Andaikata sholat ‘Id itu sunnah, tentu Sayyidina Ali tidak perlu menugaskan seseorang untuk mengimami orang-orang yang lemah di Masjid.
Dalil lain ialah bahwa Nabi shallallahu ‘alaihi wa sallam memerintahkan agar kaum wanita keluar (ke tanah lapang) walaupun sedang haidh guna menyaksikan barakahnya hari ‘Ied dan do’a kaum Mukminin.
Apabila Nabi shallallahu ‘alaihi wa sallam memerintahkan para wanita haidh untuk keluar (ke tanah lapang) -padahal mereka tidak sholat-, apalagi bagi para wanita yang sedang dalam keadaan suci.
Ketika ada di antara kaum wanita berkata kepada beliau Shallallahu ‘alaihi wa sallam bahwa: ”Salah seorang di antara kami tidak memiliki jilbab, beliau tetap tidak memberikan keringanan kepada mereka untuk tidak keluar, beliau bahkan menjawab :
“Artinya : Hendaknya ada yang meminjamkan jilbab untuknya”. [Hadits shahih, muttafaq ‘alaihi, sedangkan lafalnya adalah lafal Imam Muslim]
Padahal dalam sholat Jum’at dan salat berjama’ah, Nabi shallallahu ‘alaihi wa sallam bersabda (bagi para wanita). “Dan (di dalam) rumah-rumah mereka lebih baik bagi mereka”.

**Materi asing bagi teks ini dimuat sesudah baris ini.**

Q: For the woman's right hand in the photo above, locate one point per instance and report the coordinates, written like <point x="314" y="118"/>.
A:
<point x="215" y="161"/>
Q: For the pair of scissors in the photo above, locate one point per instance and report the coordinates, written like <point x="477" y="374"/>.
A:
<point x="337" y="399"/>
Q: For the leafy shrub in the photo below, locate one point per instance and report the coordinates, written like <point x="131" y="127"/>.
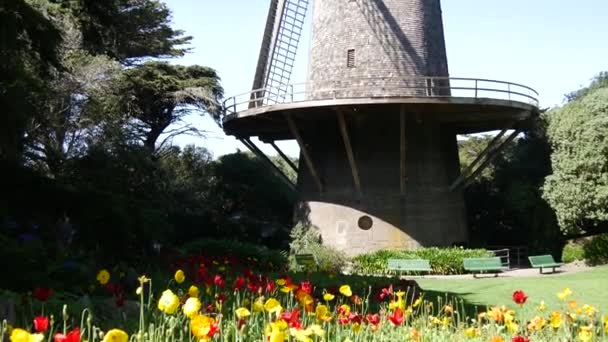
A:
<point x="596" y="250"/>
<point x="307" y="239"/>
<point x="572" y="252"/>
<point x="442" y="260"/>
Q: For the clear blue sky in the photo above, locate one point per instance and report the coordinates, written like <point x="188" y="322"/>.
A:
<point x="554" y="46"/>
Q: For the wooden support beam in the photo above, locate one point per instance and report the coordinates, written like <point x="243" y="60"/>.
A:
<point x="465" y="173"/>
<point x="284" y="156"/>
<point x="403" y="149"/>
<point x="349" y="151"/>
<point x="491" y="157"/>
<point x="304" y="151"/>
<point x="255" y="150"/>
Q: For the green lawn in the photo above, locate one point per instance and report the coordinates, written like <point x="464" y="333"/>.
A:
<point x="589" y="287"/>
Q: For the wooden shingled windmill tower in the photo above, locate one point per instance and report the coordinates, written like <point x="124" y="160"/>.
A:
<point x="376" y="121"/>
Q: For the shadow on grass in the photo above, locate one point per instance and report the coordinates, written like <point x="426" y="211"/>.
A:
<point x="371" y="288"/>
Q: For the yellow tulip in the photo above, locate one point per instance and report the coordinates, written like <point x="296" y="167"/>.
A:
<point x="242" y="313"/>
<point x="179" y="276"/>
<point x="115" y="335"/>
<point x="20" y="335"/>
<point x="585" y="334"/>
<point x="103" y="277"/>
<point x="472" y="332"/>
<point x="258" y="305"/>
<point x="193" y="291"/>
<point x="556" y="320"/>
<point x="346" y="291"/>
<point x="168" y="302"/>
<point x="191" y="307"/>
<point x="273" y="306"/>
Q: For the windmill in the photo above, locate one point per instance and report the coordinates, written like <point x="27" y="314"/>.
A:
<point x="376" y="121"/>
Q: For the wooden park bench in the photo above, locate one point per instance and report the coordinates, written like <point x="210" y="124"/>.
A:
<point x="307" y="261"/>
<point x="409" y="265"/>
<point x="543" y="261"/>
<point x="482" y="265"/>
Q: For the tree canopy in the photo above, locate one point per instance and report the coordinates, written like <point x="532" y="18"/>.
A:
<point x="578" y="187"/>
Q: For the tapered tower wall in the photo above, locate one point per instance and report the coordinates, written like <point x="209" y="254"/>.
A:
<point x="386" y="41"/>
<point x="375" y="48"/>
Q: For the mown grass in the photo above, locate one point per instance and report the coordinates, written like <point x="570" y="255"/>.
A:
<point x="588" y="287"/>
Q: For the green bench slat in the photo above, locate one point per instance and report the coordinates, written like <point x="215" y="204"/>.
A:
<point x="484" y="264"/>
<point x="409" y="265"/>
<point x="543" y="261"/>
<point x="308" y="260"/>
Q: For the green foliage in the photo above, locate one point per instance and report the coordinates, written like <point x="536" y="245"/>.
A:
<point x="504" y="205"/>
<point x="265" y="258"/>
<point x="156" y="95"/>
<point x="596" y="250"/>
<point x="29" y="44"/>
<point x="573" y="252"/>
<point x="578" y="188"/>
<point x="442" y="260"/>
<point x="597" y="82"/>
<point x="128" y="30"/>
<point x="307" y="240"/>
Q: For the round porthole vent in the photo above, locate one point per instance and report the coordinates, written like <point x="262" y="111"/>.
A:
<point x="365" y="222"/>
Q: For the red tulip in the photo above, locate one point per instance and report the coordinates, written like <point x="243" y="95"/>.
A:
<point x="397" y="317"/>
<point x="41" y="324"/>
<point x="72" y="336"/>
<point x="292" y="318"/>
<point x="219" y="281"/>
<point x="354" y="317"/>
<point x="519" y="297"/>
<point x="372" y="319"/>
<point x="520" y="339"/>
<point x="306" y="287"/>
<point x="239" y="283"/>
<point x="270" y="286"/>
<point x="42" y="293"/>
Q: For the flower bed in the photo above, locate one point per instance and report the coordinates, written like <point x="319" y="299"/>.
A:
<point x="220" y="303"/>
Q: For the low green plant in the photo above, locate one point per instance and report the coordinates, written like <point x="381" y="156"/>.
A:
<point x="265" y="257"/>
<point x="572" y="252"/>
<point x="596" y="250"/>
<point x="307" y="239"/>
<point x="442" y="260"/>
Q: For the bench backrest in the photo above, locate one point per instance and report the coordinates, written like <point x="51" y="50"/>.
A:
<point x="306" y="260"/>
<point x="489" y="263"/>
<point x="408" y="264"/>
<point x="541" y="259"/>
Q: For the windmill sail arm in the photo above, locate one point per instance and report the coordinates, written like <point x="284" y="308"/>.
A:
<point x="271" y="31"/>
<point x="277" y="53"/>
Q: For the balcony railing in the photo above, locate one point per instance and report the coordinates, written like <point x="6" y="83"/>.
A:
<point x="354" y="88"/>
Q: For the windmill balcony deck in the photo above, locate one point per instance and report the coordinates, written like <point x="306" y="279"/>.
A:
<point x="469" y="104"/>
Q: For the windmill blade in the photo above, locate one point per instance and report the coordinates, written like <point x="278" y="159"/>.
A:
<point x="278" y="51"/>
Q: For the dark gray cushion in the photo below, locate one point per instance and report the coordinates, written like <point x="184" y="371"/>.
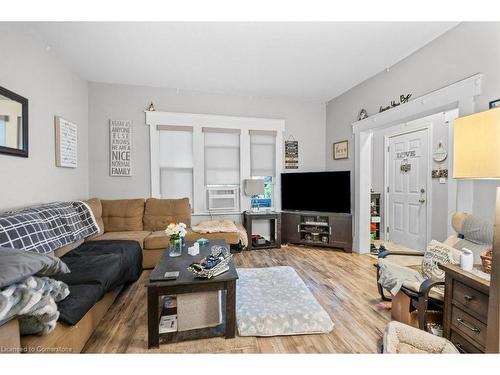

Juga bahwa sholat Jum’at ada gantinya bagi kaum wanita serta kaum musafir, berbeda dengan sholat ‘Ied (yang tidak ada gantinya).
Sholat ‘Ied hanya satu atau dua kali dalam satu tahun, berlainan dengan sholat Jum’at yang terulang sampai lima puluh kali atau lebih (dalam satu tahun).
Sementara itu Rasulullah shallallahu ‘alaihi wa sallam pun memerintahkan (ummatnya) untuk melaksanakan sholat ‘Id, memerintahkan (agar ummatnya) keluar menuju sholat ‘Id.